Background: Patients with multiple myeloma (MM) are at risk of venous thromboembolism (VTE), worsened by immunomodulatory drugs. Although antithrombotics are recommended for prophylaxis, existing guidelines are suboptimal and treatment outcomes remain unclear. Objectives: This study aimed to investigate adverse events, antithrombotic utilization, and their associations with survival outcomes in patients with MM initiating multi-drug immunomodulatory combinations. Design: A posthoc analysis of individual-participant level data (IPD). Methods: IPD from three daratumumab clinical trials (MAIA, POLLUX, and CASTOR) were pooled. Adverse events incidence and antithrombotic utilization were assessed. Logistic and Cox regression were utilized to examine associations between antithrombotics use with adverse events and survival outcomes at the baseline and 6-month landmark. Results: Among 1804 patients, VTE occurred in 10%, bleeding in 14%, ischemic heart disease in 4%, and stroke in 2%. Patients with these adverse events demonstrated elevated rates of any grade ⩾3 events. Antiplatelet (primarily aspirin) and anticoagulant (primarily LMWH and direct oral anticoagulants) prescriptions have seen an increase from baseline (25% and 14%, respectively) to 6 months (35% and 31%). The primary indication for their use was prophylaxis. Anticoagulant use within 6 months was associated with reduced VTE (OR (95% CI) = 0.45 (0.26-0.77), p = 0.004), while antiplatelet use showed no associations with any evaluated adverse events. Antithrombotics and survival outcomes had no significant associations. Conclusion: This study underscores the complexities of antithrombotic therapy and adverse events in MM and highlights the need for vigilant and proactive management due to increased grade ⩾3 adverse events. While anticoagulant use was associated with reduced VTE risk, further research is needed to optimize thromboprophylaxis guidelines and explore antithrombotic efficacy and safety in patients with MM. Trial registration: MAIA (NCT02252172), POLLUX (NCT02076009), CASTOR (NCT02136134).

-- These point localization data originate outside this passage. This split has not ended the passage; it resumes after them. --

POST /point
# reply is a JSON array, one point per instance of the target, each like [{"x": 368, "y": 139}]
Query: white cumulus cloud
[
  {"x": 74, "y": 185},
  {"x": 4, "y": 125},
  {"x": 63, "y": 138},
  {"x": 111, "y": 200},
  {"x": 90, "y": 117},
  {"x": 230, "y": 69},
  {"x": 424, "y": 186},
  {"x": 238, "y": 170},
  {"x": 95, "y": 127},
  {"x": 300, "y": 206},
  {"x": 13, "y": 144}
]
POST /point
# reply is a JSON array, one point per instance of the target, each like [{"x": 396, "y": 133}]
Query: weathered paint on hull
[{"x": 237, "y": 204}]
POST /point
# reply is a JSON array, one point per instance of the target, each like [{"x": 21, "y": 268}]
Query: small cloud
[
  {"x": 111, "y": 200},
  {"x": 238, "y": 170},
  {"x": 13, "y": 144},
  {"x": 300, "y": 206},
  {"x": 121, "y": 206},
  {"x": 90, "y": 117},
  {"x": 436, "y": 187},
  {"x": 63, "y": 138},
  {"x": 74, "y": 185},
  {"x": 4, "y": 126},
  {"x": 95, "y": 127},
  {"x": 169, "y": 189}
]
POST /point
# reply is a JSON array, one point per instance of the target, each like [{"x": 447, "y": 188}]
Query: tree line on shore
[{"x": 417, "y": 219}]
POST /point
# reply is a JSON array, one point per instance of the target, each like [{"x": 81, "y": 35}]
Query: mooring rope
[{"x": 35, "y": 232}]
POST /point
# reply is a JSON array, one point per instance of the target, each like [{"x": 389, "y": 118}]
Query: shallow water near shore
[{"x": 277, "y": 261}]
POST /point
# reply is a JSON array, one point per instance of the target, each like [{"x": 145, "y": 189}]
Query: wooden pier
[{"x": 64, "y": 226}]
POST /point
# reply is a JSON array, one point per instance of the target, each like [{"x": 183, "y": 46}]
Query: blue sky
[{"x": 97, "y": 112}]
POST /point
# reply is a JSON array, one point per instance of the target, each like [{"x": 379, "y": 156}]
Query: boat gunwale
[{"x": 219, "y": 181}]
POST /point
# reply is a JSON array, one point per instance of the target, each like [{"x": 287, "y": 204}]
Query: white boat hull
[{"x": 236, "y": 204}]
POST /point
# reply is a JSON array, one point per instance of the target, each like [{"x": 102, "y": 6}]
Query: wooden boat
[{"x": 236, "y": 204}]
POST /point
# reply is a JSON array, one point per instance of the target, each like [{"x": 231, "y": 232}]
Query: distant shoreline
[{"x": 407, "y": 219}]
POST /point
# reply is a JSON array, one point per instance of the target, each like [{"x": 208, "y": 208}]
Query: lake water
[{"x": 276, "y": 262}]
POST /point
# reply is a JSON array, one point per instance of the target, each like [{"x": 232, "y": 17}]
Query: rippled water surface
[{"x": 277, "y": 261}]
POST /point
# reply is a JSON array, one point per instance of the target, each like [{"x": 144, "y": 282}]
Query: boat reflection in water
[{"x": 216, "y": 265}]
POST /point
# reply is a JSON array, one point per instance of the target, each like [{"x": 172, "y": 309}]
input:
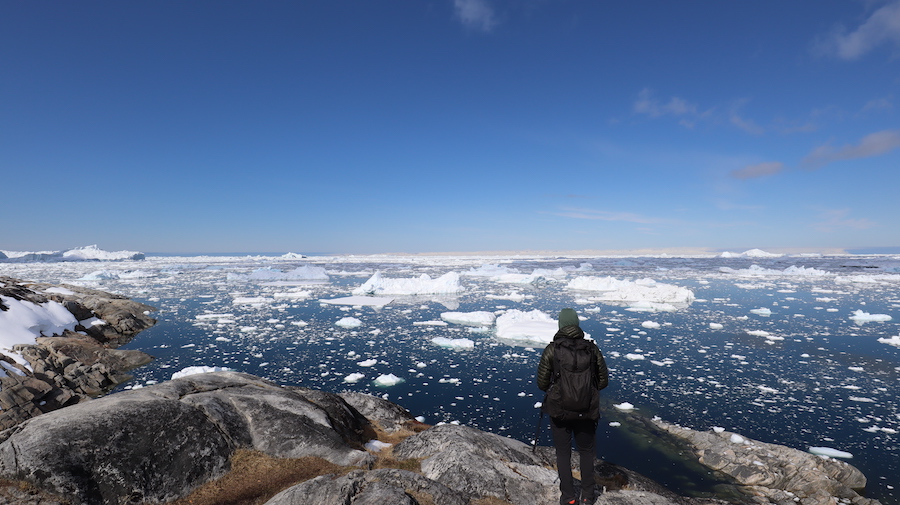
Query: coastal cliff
[{"x": 160, "y": 443}]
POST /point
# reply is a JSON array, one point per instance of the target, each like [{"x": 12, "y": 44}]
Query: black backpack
[{"x": 573, "y": 392}]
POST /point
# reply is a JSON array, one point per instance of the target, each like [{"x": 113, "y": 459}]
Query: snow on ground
[
  {"x": 831, "y": 453},
  {"x": 422, "y": 285},
  {"x": 194, "y": 370},
  {"x": 24, "y": 321}
]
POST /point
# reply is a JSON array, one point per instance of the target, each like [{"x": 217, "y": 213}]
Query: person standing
[{"x": 572, "y": 371}]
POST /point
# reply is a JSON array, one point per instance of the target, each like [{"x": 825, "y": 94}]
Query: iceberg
[
  {"x": 362, "y": 301},
  {"x": 860, "y": 317},
  {"x": 644, "y": 295},
  {"x": 894, "y": 341},
  {"x": 422, "y": 285},
  {"x": 349, "y": 322},
  {"x": 388, "y": 380},
  {"x": 454, "y": 343},
  {"x": 194, "y": 370},
  {"x": 479, "y": 318},
  {"x": 533, "y": 326}
]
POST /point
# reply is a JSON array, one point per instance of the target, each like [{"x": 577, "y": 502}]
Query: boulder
[
  {"x": 75, "y": 365},
  {"x": 155, "y": 444},
  {"x": 773, "y": 472},
  {"x": 376, "y": 487}
]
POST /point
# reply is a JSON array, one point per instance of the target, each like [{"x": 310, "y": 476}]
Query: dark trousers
[{"x": 585, "y": 434}]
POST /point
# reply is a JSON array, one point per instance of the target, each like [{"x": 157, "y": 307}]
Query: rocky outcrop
[
  {"x": 72, "y": 366},
  {"x": 770, "y": 473},
  {"x": 157, "y": 443}
]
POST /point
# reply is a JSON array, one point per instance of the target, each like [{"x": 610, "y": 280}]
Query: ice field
[{"x": 796, "y": 350}]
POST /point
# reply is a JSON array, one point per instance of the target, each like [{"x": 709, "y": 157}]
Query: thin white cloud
[
  {"x": 475, "y": 14},
  {"x": 758, "y": 170},
  {"x": 883, "y": 26},
  {"x": 833, "y": 220},
  {"x": 651, "y": 106},
  {"x": 603, "y": 215},
  {"x": 875, "y": 144}
]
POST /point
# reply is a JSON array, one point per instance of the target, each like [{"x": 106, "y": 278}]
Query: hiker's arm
[
  {"x": 545, "y": 368},
  {"x": 602, "y": 371}
]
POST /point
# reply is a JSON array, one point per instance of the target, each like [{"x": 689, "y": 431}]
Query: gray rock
[
  {"x": 774, "y": 472},
  {"x": 480, "y": 464},
  {"x": 377, "y": 487},
  {"x": 155, "y": 444},
  {"x": 389, "y": 416}
]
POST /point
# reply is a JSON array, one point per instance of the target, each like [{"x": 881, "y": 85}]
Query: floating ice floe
[
  {"x": 643, "y": 295},
  {"x": 533, "y": 326},
  {"x": 348, "y": 322},
  {"x": 864, "y": 317},
  {"x": 479, "y": 318},
  {"x": 454, "y": 343},
  {"x": 791, "y": 271},
  {"x": 752, "y": 253},
  {"x": 362, "y": 301},
  {"x": 422, "y": 285},
  {"x": 831, "y": 453},
  {"x": 388, "y": 380},
  {"x": 894, "y": 341},
  {"x": 194, "y": 370},
  {"x": 354, "y": 377}
]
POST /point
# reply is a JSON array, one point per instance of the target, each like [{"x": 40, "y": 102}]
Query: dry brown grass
[{"x": 256, "y": 477}]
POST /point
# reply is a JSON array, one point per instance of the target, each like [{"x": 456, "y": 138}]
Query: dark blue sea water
[{"x": 803, "y": 374}]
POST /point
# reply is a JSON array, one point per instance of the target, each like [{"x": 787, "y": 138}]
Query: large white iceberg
[
  {"x": 479, "y": 318},
  {"x": 534, "y": 326},
  {"x": 641, "y": 295},
  {"x": 422, "y": 285}
]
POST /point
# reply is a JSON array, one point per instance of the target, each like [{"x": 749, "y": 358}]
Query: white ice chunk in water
[
  {"x": 644, "y": 295},
  {"x": 864, "y": 317},
  {"x": 422, "y": 285},
  {"x": 454, "y": 343},
  {"x": 354, "y": 377},
  {"x": 194, "y": 370},
  {"x": 364, "y": 301},
  {"x": 349, "y": 322},
  {"x": 894, "y": 341},
  {"x": 388, "y": 380},
  {"x": 533, "y": 326},
  {"x": 479, "y": 318}
]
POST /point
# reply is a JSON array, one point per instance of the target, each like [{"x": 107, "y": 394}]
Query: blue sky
[{"x": 449, "y": 125}]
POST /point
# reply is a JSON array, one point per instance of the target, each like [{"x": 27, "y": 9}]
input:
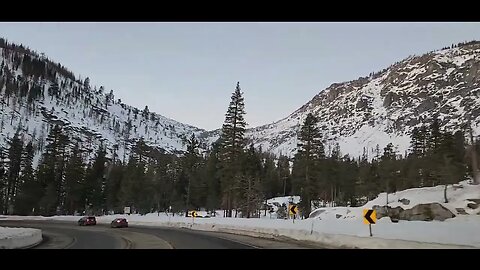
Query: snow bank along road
[
  {"x": 11, "y": 238},
  {"x": 67, "y": 234}
]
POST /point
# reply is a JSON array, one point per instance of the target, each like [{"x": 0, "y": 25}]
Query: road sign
[
  {"x": 369, "y": 216},
  {"x": 293, "y": 209}
]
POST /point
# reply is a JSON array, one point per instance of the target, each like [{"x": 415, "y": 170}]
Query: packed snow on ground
[{"x": 341, "y": 226}]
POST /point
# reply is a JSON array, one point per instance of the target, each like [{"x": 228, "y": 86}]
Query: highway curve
[{"x": 68, "y": 235}]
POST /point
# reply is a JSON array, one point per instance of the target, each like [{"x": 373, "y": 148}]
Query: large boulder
[
  {"x": 405, "y": 201},
  {"x": 421, "y": 212},
  {"x": 387, "y": 211},
  {"x": 472, "y": 205},
  {"x": 427, "y": 212}
]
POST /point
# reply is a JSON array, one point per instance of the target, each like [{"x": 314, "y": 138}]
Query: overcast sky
[{"x": 187, "y": 71}]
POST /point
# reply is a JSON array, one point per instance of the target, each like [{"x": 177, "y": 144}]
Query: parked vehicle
[
  {"x": 85, "y": 221},
  {"x": 119, "y": 223}
]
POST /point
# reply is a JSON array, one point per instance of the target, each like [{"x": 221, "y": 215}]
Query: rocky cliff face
[{"x": 385, "y": 106}]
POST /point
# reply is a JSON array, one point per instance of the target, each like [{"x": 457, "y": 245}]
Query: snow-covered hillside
[
  {"x": 32, "y": 101},
  {"x": 340, "y": 226},
  {"x": 459, "y": 196},
  {"x": 385, "y": 107}
]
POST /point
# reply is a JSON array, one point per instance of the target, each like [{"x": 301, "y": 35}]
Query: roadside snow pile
[
  {"x": 11, "y": 238},
  {"x": 459, "y": 197},
  {"x": 341, "y": 226}
]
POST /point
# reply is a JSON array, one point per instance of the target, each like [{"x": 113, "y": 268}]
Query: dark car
[
  {"x": 85, "y": 221},
  {"x": 119, "y": 223}
]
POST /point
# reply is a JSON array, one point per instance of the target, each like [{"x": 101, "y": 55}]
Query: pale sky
[{"x": 188, "y": 71}]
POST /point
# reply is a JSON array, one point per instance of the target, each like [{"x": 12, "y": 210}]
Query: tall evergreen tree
[
  {"x": 30, "y": 190},
  {"x": 232, "y": 146},
  {"x": 307, "y": 163},
  {"x": 74, "y": 175},
  {"x": 283, "y": 169},
  {"x": 14, "y": 165},
  {"x": 50, "y": 173},
  {"x": 191, "y": 163},
  {"x": 95, "y": 181}
]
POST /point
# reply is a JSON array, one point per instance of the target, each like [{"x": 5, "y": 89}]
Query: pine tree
[
  {"x": 307, "y": 162},
  {"x": 50, "y": 173},
  {"x": 14, "y": 165},
  {"x": 95, "y": 181},
  {"x": 387, "y": 167},
  {"x": 191, "y": 162},
  {"x": 114, "y": 182},
  {"x": 30, "y": 191},
  {"x": 212, "y": 169},
  {"x": 74, "y": 175},
  {"x": 232, "y": 146},
  {"x": 3, "y": 178},
  {"x": 283, "y": 168}
]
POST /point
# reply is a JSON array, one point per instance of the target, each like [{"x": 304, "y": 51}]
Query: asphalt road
[{"x": 68, "y": 235}]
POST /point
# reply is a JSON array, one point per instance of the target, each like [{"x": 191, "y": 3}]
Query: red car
[
  {"x": 85, "y": 221},
  {"x": 119, "y": 223}
]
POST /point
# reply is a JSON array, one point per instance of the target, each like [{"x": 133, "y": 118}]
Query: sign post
[
  {"x": 369, "y": 217},
  {"x": 293, "y": 210},
  {"x": 194, "y": 214}
]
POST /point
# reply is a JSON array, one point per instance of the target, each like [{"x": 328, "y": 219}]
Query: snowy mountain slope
[
  {"x": 459, "y": 196},
  {"x": 32, "y": 102},
  {"x": 386, "y": 106},
  {"x": 381, "y": 108}
]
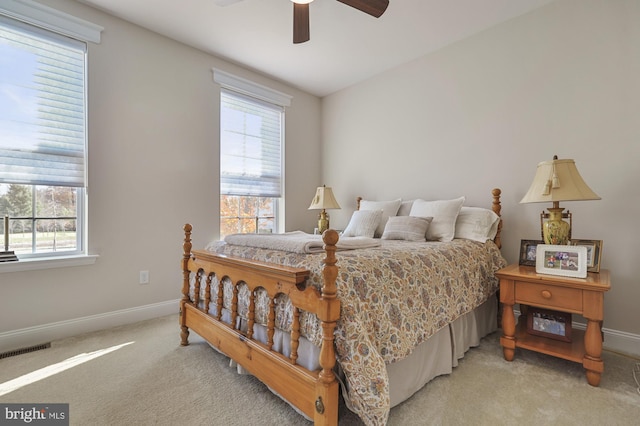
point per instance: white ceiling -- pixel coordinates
(346, 46)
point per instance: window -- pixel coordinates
(251, 156)
(42, 139)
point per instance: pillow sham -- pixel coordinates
(405, 208)
(389, 208)
(444, 214)
(477, 224)
(408, 228)
(363, 223)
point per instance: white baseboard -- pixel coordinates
(31, 336)
(614, 340)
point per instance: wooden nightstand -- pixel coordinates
(584, 296)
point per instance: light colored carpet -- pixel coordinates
(155, 381)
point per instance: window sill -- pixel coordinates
(47, 263)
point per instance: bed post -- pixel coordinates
(186, 247)
(326, 403)
(497, 207)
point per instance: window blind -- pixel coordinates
(250, 147)
(42, 107)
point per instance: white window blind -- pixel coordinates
(42, 107)
(250, 146)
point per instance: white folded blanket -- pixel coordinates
(297, 242)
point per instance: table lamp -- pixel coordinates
(555, 181)
(323, 199)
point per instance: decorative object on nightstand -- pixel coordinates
(324, 199)
(6, 255)
(594, 253)
(521, 284)
(555, 181)
(567, 261)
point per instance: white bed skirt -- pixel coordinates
(441, 352)
(435, 357)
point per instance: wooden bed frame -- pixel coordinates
(314, 393)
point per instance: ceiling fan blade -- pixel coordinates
(300, 22)
(373, 7)
(224, 3)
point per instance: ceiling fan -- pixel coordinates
(374, 8)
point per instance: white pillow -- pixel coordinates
(408, 228)
(405, 208)
(389, 208)
(477, 224)
(363, 223)
(444, 214)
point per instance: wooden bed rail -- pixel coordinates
(315, 393)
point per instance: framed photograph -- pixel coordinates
(594, 253)
(528, 252)
(568, 261)
(551, 324)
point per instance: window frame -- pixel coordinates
(260, 93)
(50, 20)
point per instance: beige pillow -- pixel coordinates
(363, 223)
(389, 208)
(477, 224)
(444, 214)
(408, 228)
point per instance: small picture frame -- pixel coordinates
(528, 252)
(546, 323)
(594, 253)
(568, 261)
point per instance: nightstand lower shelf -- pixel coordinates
(571, 351)
(521, 284)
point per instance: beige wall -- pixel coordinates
(564, 79)
(153, 166)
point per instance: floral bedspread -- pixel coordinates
(393, 298)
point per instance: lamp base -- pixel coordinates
(555, 230)
(323, 222)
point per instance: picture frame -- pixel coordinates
(568, 261)
(547, 323)
(528, 252)
(594, 253)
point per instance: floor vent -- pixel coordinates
(25, 350)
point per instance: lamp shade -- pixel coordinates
(558, 180)
(324, 199)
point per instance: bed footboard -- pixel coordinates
(315, 393)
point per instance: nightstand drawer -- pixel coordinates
(550, 296)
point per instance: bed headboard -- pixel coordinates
(496, 206)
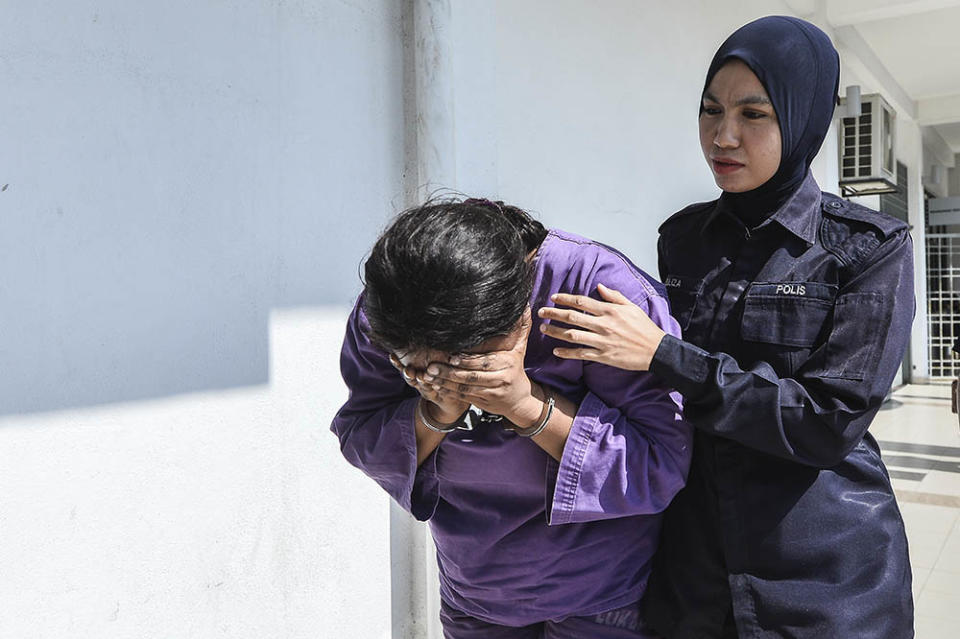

Blood clot prevention drugs in multiple myeloma: usage and impact on patient outcomes Aims and Purpose of the Research This study aimed to understand how blood-thinning medications are used by patients with multiple myeloma, a type of blood cancer. Specifically, we wanted to find out how often these medications are used, what side effects they might cause, and whether they are linked with how long the patients live. Background of the Research This study is important because patients with multiple myeloma often have a higher risk of blood clots, especially when they are taking certain anticancer treatments. Blood-thinning drugs are usually recommended to prevent these clots, but it's not always clear how well these drugs work or what side effects they might cause. Methods and Research Design This study looked at data from three clinical trials involving a multiple myeloma drug called daratumumab. We looked at how often side effects occurred and how often blood-thinning drugs were used. Two groups of blood thinning drugs were investigated: antiplatelets and anticoagulants. We used two types of statistical methods, called logistic and Cox regression, to see if there was a connection between the use of these blood-thinning drugs and the occurrence of side effects or survival rates at the start of the study and after six months. Results and Importance The study found that the use of blood-thinning drugs increased over time and that using anticoagulants within the first six months was linked to a lower risk of blood clots. However, blood-thinning drugs were not linked with how long the patients lived. These results are important because they can help doctors better manage the use of blood-thinning drugs in patients with multiple myeloma. The key message is that more research is needed to improve guidelines for preventing blood clots and to better understand the safety and effectiveness of blood-thinning drugs in these patients.